Endogenous tiRNA pulldown using gel-purified tiRNA fraction. (A) tiRNA fraction was gel-excised and purified from total RNA derived from angiogenin (ANG)-treated U2OS cells. (B–C) Pulldown of 5ʹ-tiRNA-Gly-GCC (5ʹ-Gly). (B) SYBR Gold staining and (C) Northern blotting for 5ʹ-tiRNA-Gly-GCC and 5ʹ-tiRNA-iMet-CAT. Red arrowhead indicates purified 5ʹ-Gly. (D–E) Pulldown of 5ʹ-tiRNA-Ala-AGC (5ʹ-Ala). (D) SYBR Gold staining and (E) Northern blotting for 5ʹ-tiRNA-Ala-AGC and 5ʹ-tiRNA-iMet-CAT. Red arrowheads indicate purified 5ʹ-Ala. (F–H) Purified endogenous tiRNA has post-transcriptional modification.
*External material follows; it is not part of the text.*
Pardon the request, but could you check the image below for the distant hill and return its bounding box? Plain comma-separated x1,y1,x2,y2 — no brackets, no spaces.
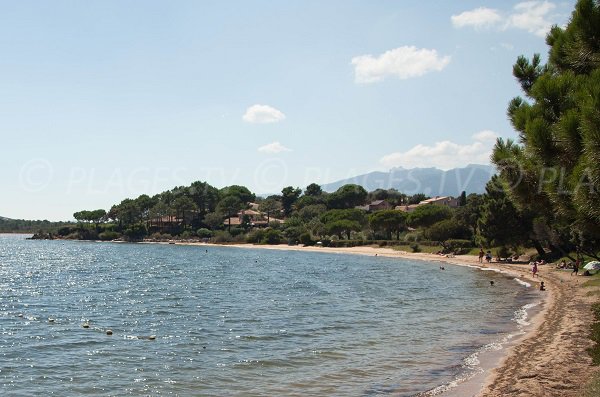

Endogeno3 USDʹ-tiRNA-Gly-GCC (3ʹ-Gly) was pulled down and compared with synthetic 3ʹ-Gly (Synth. 3ʹ-Gly). (F) SYBR Gold staining, (G) Northern blotting for 3ʹ-tiRNA-Gly-GCC and (H) Immuno-Northern Blotting (INB) for 1-methyladenosine (m1A) modification. Red arrowhead indicates the band for 3ʹ-Gly. The position of m1A in 3ʹ-Gly is indicated as green circle. Sup: supernatant fraction, PD: pulldown fraction, Synth: synthetic.

Figure 4.

Endogenous mature tRNAs can be also purified. Mature tRNA-Ala-AGC (tRNA-Ala) and tRNA-Gly-GCC (tRNA-Gly) were pulled down using gel-purified mature tRNA fraction. (A) SYBR Gold staining and (B) Northern blotting for tRNA-Ala-AGC, tRNA-Gly-GCC, tRNA-His-GTG and tRNA-iMet-CAT. (C) INB for 7-methylguanosine (m7G) and pseudouridine modifications. In pulldown (PD) fraction, bands indicated by red arrowheads show the purified specific tRNAs. m7G and pseudouridine modifications are indicated as red circle and blue circle, respectively. Sup: supernatant fraction, PD: pulldown fraction.

Figure 5.

Structural and functional analysis using endogenous tiRNAs. (A, B) Endogenous 5ʹ-tiRNA-Ala (5ʹ-Ala) can form G-quadruplex (G4). (A) Synthetic and endogenous 5ʹ-Ala were equilibrated in 100 mM KCl or LiCl salts. RNAs were analysed on native gels and post-stained with SYBR Gold. (B) After SYBR Gold staining, RNAs were subjected to Northern blotting for tRNA-Ala. (C) Endogenous 5ʹ-tiRNA-Gly (5ʹ-Gly) inhibits translation of mRNA reporters in vitro. Means and standard deviation were obtained from three independent experiments. *p < 0.05 vs control RNA (Ctrl RNA) and **p < 0.01 vs Ctrl RNA.